In the second season of The Other Two, Brooke lands a job, but she’s exhausted. She gets an email every minute. She can’t enjoy the party because, as her mother and brother’s manager, her phone requires her full attention. She finally achieves a modicum of success, but her hijinks reveal that everything she’s got now is not exactly what she expected. “This season is an exploration of expectations and how they’re rarely met. We have ideas of the way things will be when we get what we want, and they’re almost always different,” Yorke explains. “I related to that. You don’t get into acting thinking, I’m going to have a predictable and stable life. If you’re going to do it, you have to be okay with the fact that things are going to change all the time.”

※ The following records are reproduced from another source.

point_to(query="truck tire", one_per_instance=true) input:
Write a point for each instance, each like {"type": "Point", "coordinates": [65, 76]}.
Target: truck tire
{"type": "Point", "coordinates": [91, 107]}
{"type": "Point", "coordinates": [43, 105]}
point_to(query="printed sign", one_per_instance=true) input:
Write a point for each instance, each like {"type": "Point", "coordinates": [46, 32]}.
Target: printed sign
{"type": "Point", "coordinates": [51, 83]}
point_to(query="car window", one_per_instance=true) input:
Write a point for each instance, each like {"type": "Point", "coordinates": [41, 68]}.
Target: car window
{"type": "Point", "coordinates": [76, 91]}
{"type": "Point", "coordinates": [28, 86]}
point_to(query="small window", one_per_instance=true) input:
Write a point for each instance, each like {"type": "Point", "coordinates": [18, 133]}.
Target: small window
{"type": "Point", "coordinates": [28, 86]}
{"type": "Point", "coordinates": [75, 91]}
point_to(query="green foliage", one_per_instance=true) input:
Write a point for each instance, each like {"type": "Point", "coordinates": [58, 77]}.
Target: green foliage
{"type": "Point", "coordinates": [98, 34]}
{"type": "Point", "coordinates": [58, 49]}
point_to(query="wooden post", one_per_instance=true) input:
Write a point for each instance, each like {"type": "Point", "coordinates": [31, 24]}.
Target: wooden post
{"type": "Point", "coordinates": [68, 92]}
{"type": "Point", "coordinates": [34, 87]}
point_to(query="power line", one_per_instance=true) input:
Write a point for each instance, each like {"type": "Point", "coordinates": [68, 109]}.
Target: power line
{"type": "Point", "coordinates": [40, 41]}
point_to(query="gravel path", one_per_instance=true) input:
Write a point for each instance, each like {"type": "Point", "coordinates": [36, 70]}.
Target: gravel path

Since premiering in 2019, The Other Two has garnered a cult following (after being dropped by Comedy Central, it was revealed that HBO Max snapped it up, and its fans rejoiced online). Although it certainly was an unexpected twist in the narrative of this show’s life on air, if there’s one thing Yorke has learned, it’s that feeling jostled in the moment is part of the process of being alive. “People are shocked that Brooke and Carey don’t have any animosity towards Chase or Pat. But there’s no place for jealousy—it gets you nowhere and it gets you nothing,” she says. “There’s an inherently positive lean to life where everything just kind of works out, so be alright with yourself now. Have hopes and dreams, but there’s real power in appreciating who you are and where you stand right now.”